Verify that the following 3 points (0,0), (a,0) and
(a/2, [sqrt{3}a]/2) are the vertices of an equilateral triangle. Then show that the midpoints of the 3 sides are vertices of a second equilateral triangle.
Calculate the distance between the three pairs of vertices. Hopefully you get the same answer each time ....
Find the coordinates of the midpoint between each of the three pairs of vertices. Now calculate the distance between the three pairs of these vertices. Hopefully you get the same answer each time ....
The distance formula from (a,0) to (a/2,a/2(3^.5))

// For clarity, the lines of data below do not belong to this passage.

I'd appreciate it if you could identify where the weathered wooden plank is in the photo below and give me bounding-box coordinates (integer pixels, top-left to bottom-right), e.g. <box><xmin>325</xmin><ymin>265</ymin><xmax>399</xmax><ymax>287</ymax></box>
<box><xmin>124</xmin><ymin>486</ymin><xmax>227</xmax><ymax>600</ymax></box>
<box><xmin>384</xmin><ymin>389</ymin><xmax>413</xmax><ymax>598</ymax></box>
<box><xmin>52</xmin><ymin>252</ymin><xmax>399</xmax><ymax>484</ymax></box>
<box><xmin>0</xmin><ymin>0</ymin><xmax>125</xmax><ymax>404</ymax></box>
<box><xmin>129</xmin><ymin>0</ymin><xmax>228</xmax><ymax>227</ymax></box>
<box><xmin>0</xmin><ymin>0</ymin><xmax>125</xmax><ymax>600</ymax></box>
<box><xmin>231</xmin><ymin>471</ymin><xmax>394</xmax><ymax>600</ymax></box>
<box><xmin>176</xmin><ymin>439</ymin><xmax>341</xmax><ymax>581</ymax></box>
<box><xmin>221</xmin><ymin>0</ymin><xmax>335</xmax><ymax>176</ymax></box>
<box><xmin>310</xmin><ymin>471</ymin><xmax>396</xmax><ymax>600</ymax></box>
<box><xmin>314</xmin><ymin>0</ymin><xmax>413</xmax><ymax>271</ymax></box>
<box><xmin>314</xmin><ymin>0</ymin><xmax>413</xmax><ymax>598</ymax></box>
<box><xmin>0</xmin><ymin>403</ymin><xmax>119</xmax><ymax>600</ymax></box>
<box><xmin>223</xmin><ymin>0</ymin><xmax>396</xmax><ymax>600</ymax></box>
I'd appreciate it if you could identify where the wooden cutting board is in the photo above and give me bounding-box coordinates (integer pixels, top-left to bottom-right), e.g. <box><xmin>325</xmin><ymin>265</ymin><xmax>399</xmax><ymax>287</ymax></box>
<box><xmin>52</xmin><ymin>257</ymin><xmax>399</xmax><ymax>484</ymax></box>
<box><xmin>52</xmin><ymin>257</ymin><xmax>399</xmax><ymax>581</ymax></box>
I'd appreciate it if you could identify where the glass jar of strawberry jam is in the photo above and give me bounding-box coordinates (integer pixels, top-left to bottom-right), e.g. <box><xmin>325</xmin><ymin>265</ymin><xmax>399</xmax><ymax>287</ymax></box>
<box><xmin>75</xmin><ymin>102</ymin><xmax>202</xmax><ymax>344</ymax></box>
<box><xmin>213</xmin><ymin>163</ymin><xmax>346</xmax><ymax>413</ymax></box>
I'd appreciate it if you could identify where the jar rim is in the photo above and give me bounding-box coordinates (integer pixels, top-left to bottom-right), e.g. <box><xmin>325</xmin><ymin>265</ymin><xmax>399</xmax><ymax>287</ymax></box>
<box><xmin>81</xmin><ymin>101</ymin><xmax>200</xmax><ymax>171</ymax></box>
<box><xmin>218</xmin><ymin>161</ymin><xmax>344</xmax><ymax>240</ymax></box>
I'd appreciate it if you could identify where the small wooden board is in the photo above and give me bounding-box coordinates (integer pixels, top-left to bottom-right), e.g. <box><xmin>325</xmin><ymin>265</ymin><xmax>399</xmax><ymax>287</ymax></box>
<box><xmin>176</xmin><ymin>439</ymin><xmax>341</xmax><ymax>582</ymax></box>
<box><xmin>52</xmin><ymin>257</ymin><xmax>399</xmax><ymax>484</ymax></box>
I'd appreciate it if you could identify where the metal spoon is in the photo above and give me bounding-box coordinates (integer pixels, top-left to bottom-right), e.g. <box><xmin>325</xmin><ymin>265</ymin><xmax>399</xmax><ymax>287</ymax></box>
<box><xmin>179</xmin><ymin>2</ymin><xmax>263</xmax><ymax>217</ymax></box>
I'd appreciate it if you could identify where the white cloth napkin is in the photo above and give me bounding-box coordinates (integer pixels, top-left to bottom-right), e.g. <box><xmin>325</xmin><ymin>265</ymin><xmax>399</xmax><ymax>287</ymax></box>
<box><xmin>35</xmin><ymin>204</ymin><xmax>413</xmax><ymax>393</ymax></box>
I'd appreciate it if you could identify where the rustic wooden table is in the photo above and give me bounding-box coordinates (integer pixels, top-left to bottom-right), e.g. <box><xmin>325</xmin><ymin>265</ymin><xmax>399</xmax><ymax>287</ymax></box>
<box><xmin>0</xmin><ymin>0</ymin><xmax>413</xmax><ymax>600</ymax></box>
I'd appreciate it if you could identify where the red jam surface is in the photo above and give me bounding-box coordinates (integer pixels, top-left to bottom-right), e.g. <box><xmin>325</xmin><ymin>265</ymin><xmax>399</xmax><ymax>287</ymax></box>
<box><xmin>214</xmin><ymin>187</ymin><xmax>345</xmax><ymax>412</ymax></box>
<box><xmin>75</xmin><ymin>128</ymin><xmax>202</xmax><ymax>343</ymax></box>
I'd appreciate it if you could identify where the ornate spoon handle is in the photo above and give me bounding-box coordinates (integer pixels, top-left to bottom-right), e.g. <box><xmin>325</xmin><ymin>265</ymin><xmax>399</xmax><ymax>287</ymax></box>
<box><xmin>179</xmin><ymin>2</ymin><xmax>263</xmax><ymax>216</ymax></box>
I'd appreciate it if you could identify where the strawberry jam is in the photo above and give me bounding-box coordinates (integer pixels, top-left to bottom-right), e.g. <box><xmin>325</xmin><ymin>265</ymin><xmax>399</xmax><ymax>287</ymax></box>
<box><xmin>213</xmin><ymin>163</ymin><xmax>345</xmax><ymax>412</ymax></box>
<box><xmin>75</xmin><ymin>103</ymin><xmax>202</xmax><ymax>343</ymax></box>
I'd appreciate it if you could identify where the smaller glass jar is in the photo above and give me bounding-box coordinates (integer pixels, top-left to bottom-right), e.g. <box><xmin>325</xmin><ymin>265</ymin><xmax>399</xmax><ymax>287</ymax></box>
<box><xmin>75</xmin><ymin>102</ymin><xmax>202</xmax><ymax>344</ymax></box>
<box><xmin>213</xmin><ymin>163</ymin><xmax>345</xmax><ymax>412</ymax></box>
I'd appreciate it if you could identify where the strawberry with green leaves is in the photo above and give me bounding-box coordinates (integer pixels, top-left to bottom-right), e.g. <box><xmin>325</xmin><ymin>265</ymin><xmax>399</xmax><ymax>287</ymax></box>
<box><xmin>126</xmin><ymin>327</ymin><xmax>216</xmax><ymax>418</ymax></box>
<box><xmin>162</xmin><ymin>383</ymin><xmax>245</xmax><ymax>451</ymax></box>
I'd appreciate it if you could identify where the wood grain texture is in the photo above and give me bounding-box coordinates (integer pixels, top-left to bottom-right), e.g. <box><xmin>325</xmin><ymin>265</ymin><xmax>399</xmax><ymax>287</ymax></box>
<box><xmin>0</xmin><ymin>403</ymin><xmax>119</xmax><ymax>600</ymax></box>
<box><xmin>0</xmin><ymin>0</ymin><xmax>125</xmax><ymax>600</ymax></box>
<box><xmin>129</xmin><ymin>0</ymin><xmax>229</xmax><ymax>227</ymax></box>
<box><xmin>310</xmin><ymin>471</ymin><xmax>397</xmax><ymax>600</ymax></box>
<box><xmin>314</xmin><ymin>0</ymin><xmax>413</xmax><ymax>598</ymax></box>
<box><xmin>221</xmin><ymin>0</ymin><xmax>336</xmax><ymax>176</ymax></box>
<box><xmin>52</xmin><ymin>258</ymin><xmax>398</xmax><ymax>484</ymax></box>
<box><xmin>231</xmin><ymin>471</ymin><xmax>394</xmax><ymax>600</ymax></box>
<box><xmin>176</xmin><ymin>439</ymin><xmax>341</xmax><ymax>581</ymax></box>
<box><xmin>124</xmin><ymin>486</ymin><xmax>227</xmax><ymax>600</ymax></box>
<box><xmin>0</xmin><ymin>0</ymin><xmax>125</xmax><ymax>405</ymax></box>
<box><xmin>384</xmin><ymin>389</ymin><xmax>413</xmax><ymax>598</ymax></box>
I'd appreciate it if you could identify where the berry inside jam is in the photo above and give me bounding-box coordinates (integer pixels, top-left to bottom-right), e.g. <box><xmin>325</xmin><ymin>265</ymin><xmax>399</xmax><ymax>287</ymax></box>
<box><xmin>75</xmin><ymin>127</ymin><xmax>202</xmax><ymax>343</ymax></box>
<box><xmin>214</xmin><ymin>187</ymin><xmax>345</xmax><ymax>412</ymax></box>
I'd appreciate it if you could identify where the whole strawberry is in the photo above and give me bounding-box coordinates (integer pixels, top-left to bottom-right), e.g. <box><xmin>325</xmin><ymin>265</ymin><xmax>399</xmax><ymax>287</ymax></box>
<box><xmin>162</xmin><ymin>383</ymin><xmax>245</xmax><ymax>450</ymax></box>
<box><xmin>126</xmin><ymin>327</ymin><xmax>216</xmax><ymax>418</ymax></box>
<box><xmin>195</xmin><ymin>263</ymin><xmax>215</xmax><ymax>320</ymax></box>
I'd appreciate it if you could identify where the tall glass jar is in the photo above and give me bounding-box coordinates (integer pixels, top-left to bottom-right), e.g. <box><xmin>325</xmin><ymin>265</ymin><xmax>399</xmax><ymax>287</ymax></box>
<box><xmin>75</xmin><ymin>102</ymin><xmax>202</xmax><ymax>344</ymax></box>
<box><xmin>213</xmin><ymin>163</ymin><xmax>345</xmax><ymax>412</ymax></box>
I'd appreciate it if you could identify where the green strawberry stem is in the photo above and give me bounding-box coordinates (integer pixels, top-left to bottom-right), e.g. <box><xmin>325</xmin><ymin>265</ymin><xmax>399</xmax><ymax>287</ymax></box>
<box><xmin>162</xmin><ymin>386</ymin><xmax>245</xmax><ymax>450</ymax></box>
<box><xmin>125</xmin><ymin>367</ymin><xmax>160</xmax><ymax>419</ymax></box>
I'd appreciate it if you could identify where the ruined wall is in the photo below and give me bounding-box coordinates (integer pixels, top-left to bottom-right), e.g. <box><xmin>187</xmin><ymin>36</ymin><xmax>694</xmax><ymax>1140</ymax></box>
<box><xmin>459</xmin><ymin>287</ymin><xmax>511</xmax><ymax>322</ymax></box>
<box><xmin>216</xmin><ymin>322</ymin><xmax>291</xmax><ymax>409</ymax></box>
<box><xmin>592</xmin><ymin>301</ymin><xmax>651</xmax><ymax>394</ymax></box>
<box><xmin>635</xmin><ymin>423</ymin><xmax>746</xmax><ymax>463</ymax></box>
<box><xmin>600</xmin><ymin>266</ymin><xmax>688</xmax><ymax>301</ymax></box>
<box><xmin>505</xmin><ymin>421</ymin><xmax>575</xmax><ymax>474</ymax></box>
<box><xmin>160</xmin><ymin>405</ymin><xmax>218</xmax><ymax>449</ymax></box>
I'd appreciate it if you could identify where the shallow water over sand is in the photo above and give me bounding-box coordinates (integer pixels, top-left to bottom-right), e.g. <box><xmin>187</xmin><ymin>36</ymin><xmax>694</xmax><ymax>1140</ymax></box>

is ((a-a/2)^2 +(0-a/2(3^.5))^2).5 and =((a^2)/4 + 3a^2/4)^2=(4a^2/4)=a
similarly for the other two sides.
A standard theorem states that the line segment joining the midpoints of two
sides of a triangle is parallel to the third side and is one-half its length. Therefore the three sides of the embedded triangle are equal , so it is an equilateral triangle also,
Your notation is a little tough to read. Allow me:
$\displaystyle A(0,0), B(a,0), C\left(\frac{a}{2},\frac{\sqrt{3}a}{2}\right)$
$\displaystyle d=\sqrt{(x_2-x_1)^2+(y_2-y_1)^2}$
$\displaystyle {\color{red}AB}=\sqrt{(a-0)^2+(0-0)^2}=\sqrt{a^2}={\color{red}a}$
$\displaystyle {\color{red}AC}=\sqrt{\left(\frac{a}{2}-0\right)^2+\left(\frac{\sqrt{3}a}{2}-0\right)^2}=\sqrt{\frac{a^2}{4}+\frac{3a^2}{4}}=\s qrt{\frac{4a^2}{4}}=\sqrt{a^2}={\color{red}a}$
$\displaystyle {\color{red}BC}=\sqrt{\left(\frac{a}{2}-a\right)^2+\left(\frac{\sqrt{3}a}{2}-0\right)^2}=\sqrt{\left(\frac{a-2a}{2}\right)^2+\frac{3a^2}{4}}=$
$\displaystyle \sqrt{\left(\frac{-a}{2}\right)^2+\frac{3a^2}{4}}=\sqrt{\frac{a^2}{4} +\frac{3a^2}{4}}=\sqrt{\frac{4a^2}{4}}=\sqrt{a^2}= {\color{red}a}$
$\displaystyle {\color{red}AB=AC=BC}$
Tim, your explanation about the embedded triangle was "right on".